Maritime Logistics Professional

Posted by November 7, 2013

Environmental Guides Now in Multiple Languages

SCI’s updated webapp now spells out U.S. environmental laws in Russian, Greek, Tagalog, Spanish and English.

Seafarers journeying to the United States must follow regulations outlined in environmental statutes that may differ from other nations’ laws. North America’s largest mariners’ service agency, the Seamen’s Church Institute (SCI), has distilled pertinent information from U.S. environmental protocols to share online with seafarers. Published previously only in English, SCI’s recent update to the webapp makes these guidelines available in five different languages—Russian, Greek, Tagalog, Spanish and English.

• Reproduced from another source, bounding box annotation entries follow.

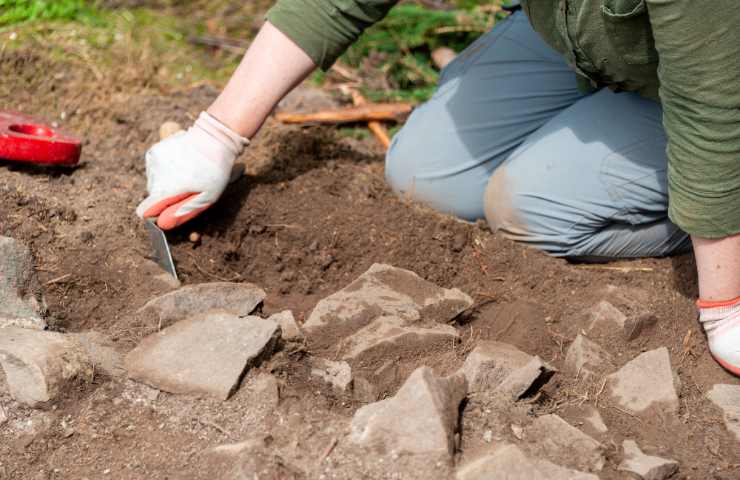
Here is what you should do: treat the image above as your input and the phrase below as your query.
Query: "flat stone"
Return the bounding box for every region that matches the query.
[139,282,266,327]
[304,263,473,331]
[0,327,93,408]
[524,414,605,472]
[268,310,303,342]
[707,384,740,442]
[617,440,678,480]
[565,334,614,378]
[341,317,460,360]
[0,236,46,330]
[311,358,352,392]
[607,347,678,414]
[69,331,126,377]
[460,341,556,399]
[350,367,466,458]
[455,444,599,480]
[125,311,280,400]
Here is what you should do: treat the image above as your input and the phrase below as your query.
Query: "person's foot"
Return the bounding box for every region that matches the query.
[696,297,740,377]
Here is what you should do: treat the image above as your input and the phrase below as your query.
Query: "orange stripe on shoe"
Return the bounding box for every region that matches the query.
[696,297,740,308]
[144,192,198,218]
[157,197,212,230]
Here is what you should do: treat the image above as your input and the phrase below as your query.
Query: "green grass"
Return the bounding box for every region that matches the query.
[0,0,100,27]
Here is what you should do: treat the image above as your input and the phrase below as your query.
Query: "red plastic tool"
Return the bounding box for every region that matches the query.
[0,112,82,166]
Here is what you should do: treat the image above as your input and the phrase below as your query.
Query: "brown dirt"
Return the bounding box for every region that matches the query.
[0,35,740,480]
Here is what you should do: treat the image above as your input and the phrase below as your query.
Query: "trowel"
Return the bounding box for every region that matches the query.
[144,163,244,280]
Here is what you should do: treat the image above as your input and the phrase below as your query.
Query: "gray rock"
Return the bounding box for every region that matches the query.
[69,331,126,377]
[0,327,93,408]
[607,347,678,414]
[304,263,473,332]
[311,358,352,392]
[524,414,605,472]
[140,282,266,327]
[0,236,46,330]
[350,367,466,458]
[125,311,280,400]
[341,317,460,360]
[268,310,303,342]
[460,341,556,399]
[707,384,740,442]
[456,444,599,480]
[617,440,678,480]
[565,334,614,378]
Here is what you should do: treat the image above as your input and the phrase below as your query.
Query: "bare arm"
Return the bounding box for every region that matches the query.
[208,22,316,138]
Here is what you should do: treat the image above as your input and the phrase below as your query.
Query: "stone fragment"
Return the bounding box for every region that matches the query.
[341,317,460,360]
[455,444,599,480]
[607,347,678,414]
[311,358,352,392]
[69,331,126,377]
[0,236,46,330]
[525,414,605,472]
[304,263,473,331]
[0,327,93,407]
[565,334,614,378]
[268,310,303,342]
[125,311,280,400]
[617,440,678,480]
[707,384,740,442]
[350,367,466,458]
[460,341,556,399]
[140,282,266,327]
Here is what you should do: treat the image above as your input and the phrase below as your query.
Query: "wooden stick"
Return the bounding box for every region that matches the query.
[275,103,411,125]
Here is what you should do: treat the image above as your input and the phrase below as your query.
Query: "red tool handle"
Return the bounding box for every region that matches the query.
[0,112,82,166]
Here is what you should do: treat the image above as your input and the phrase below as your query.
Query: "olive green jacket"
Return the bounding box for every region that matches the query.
[267,0,740,238]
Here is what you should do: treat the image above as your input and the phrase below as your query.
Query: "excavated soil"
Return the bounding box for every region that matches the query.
[0,38,740,480]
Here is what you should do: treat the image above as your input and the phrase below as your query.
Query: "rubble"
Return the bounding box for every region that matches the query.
[460,341,556,399]
[607,347,678,414]
[350,367,466,458]
[617,440,678,480]
[0,236,46,330]
[565,333,614,378]
[0,327,93,408]
[524,414,605,472]
[455,444,599,480]
[139,282,266,328]
[707,384,740,442]
[125,311,280,400]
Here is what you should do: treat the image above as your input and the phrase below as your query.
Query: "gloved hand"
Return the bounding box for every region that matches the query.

Thanks to a grant from the National Fish and Wildlife Foundation, SCI originally introduced a webapp for seafarers in January 2013. The app, accessible from multiple types of web browsers and mobile devices, organizes information in the form of guides to U.S. pollution laws (offering a general compendium to some of the United States’ environmental laws affecting seafarers), the penalties associated with violating those laws and how seafarers can talk about the importance of the marine environment with fellow crew. SCI designed these guides to equip seafarers with information on their rights and responsibilities while working in U.S. waters.

From homelands around the globe, international seafarers traverse many seas and cultures. On those voyages, they need to dispose of several different types of waste according to various national and international laws and regulations. SCI offers the revised webapp in multiple languages so international seafarers can more easily identify requirements when in United States’ waters. In the last few years, seafarers entering U.S. waters have encountered frequent investigations and prosecutions of environmental crimes and related offenses.

Douglas B. Stevenson, Director of SCI’s Center of Seafarers’ Rights, organized the update that translated these guides into languages native to more seafaring men and women. He said, “We wanted an easy, accessible way to empower seafarers with knowledge about laws that affect them when they come to the United States.”